There was the guy on reddit a week or so ago that was the fusion of these. Ran a custom cooling loop up his wall into the AC vent and got insanely low temps.
I’m very satisfied with my build but my main issues are cables. The cables of the two CPU fans are way too long so they hang in a pretty non aesthetic way. On the other hand, the cables of the fan headers are too short for me to put them in the back of the case so it has to just stay there below my GPUs. It’s awful.
Bottom panel all the way. Expensive stuff dies/burns out at the same rate as cheap stuff, so you might as well go with the cheap stuff. The best way to pc game is on a budget custom build.
Definitely the bottom for me. All I care about is that it runs, can run whatever I want it to, and for games has more of a stable framerate. Looks definitely come second to functionality, if you ask me.

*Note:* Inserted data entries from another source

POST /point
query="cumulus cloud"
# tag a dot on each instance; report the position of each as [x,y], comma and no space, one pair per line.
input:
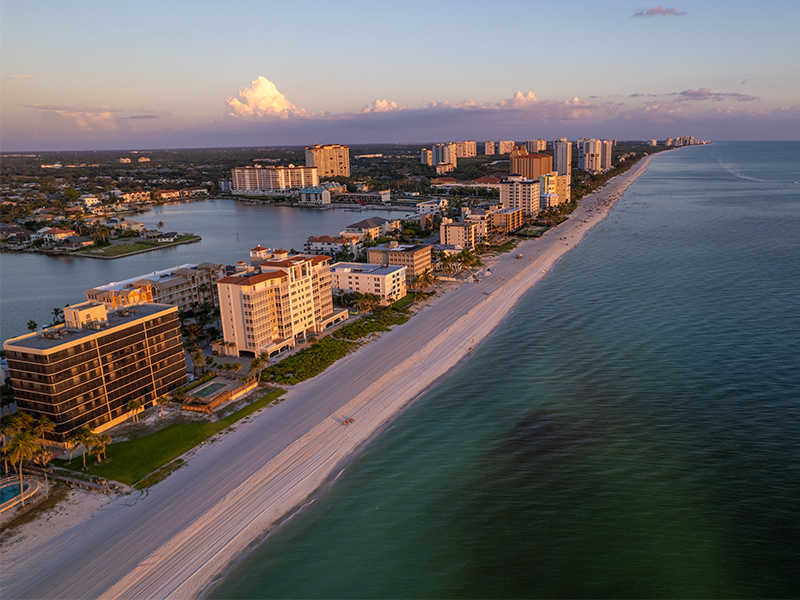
[659,12]
[262,99]
[379,105]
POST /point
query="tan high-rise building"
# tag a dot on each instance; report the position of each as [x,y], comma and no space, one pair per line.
[85,372]
[285,298]
[530,166]
[558,185]
[332,160]
[518,192]
[534,146]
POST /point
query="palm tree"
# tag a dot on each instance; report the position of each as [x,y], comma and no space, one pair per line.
[21,448]
[99,444]
[85,438]
[42,458]
[135,406]
[161,400]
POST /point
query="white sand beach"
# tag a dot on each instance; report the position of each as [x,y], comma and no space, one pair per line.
[172,541]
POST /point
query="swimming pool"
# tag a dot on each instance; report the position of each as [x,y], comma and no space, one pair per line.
[209,390]
[8,492]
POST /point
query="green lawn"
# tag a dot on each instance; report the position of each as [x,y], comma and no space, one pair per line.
[404,302]
[132,461]
[110,251]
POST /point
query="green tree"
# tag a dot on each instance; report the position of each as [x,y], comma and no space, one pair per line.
[20,449]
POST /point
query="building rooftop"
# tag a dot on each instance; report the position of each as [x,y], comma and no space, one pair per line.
[53,337]
[365,268]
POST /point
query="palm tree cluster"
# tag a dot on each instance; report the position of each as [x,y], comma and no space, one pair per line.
[24,441]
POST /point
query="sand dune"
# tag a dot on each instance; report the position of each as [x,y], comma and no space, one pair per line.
[172,542]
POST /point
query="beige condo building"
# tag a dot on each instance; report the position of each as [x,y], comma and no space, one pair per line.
[332,160]
[284,298]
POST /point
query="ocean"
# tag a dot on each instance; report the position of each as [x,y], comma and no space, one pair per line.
[631,430]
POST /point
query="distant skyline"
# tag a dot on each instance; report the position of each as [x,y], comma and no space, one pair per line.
[90,75]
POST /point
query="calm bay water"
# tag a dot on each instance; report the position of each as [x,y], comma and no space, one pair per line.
[32,285]
[631,430]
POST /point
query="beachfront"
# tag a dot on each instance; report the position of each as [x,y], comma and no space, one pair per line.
[173,542]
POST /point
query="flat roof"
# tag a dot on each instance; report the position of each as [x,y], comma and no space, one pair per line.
[69,336]
[161,276]
[365,268]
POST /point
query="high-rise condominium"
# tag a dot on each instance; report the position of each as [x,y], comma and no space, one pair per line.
[332,160]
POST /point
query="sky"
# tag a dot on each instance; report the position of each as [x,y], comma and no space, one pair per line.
[114,75]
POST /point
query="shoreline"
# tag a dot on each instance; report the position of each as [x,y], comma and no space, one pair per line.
[185,550]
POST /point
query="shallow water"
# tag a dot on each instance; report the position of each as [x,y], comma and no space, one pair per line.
[631,430]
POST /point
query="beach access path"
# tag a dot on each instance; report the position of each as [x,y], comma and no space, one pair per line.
[174,539]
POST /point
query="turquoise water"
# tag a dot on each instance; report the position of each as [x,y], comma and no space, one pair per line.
[631,430]
[208,390]
[8,492]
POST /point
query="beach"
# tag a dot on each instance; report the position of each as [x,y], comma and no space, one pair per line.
[174,540]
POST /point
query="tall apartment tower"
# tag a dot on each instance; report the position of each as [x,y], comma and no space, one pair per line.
[505,146]
[534,146]
[85,372]
[445,153]
[606,147]
[562,157]
[331,160]
[285,298]
[466,149]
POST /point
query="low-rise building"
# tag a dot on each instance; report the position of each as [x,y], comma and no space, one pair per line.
[372,228]
[85,372]
[416,258]
[315,195]
[458,234]
[331,246]
[387,282]
[182,286]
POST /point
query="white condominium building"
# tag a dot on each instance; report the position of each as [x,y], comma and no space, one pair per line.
[505,146]
[286,298]
[562,157]
[445,153]
[466,149]
[182,286]
[536,146]
[332,160]
[386,281]
[518,192]
[246,179]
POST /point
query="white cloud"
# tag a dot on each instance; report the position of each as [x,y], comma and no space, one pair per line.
[262,99]
[379,105]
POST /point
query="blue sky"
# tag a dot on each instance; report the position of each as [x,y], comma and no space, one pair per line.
[117,75]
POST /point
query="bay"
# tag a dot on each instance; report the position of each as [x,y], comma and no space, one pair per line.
[631,430]
[31,285]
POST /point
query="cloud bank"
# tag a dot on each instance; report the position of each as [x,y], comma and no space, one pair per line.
[659,12]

This is me as well. I grew up when PCs were just a beige box, utterly boring and uninspiring. The cool thing happened on the screen! My GPU has some LEDs and stuff but I only got it because it was cheaper than one without, and I still have a case without a window so whatever
When turning on my computer from cold it doesn’t wake the primary monitor from standby. I need to turn it off, unplug the monitor, wake the monitor up from standby manually, start the computer and plug in the cable at the right time…
I’m not about to do the thinking and math required… but I’m curious if this is actually a decent way to go about upgrading on a budget. If this actually gets you a comparable average experience to saving money at the same rate, but only upgrading when you’ve got enough for a whole new build.
Not sure how people do that. It’s not like you can upgrade the processor without the motherboard (at least these days. Socket always seems to change every time I need a new one. And memory type is almost as often.
That’s your fault for buying Intel. AMD boards get several generations. They’ve just switched to AM5. Build a system around that and you could probably throw in a great brand new CPU in about 5 years time and get ten years out of it.
A few months ago I spent 2800€ on a new build with a flagship AMD CPU and GPU.
I lost my shit when I realized I had installed a mobo that supported PCIe 5.0 for storage but only PCIe 4.0 for the card slots, until I checked the specs of my RT7900 XTX and saw that it was also PCIe 4.0, so I was even.
I also ignored the RAM OC compatibility sheet of the mobo, as the manufacturer can never test every possible RAM module, and I got other modules that were still within the supported OC ranges. When I tried to overclock the RAM the system became completely unstable, so I cannot use them to their full potential.
I’m still happy of my non-rgb and non-glass panels build, tho.
The desktop gaming PC that I have was a very nice PC like the one from the first panel but I got it as e-waste dirt cheap because the previous owner wanted to throw it away since it was 2 years old and he thought it was outdated. That’s absolutely insane and wasteful, I hope most people aren’t like this.
I did take it apart and redo it though in a much less flashy case, call me a heretic but I don’t really like LEDs and window cases I prefer a much simpler look. So I guess this one would be kind of like the second one, even though all the parts are very nice and new.
Though I did assemble my Pentium 2 and 486 PCs from scratch, kind of like the first one but I guess that doesn’t really count because they are almost all old parts (New soundcards though) and they’re retro gaming PCs.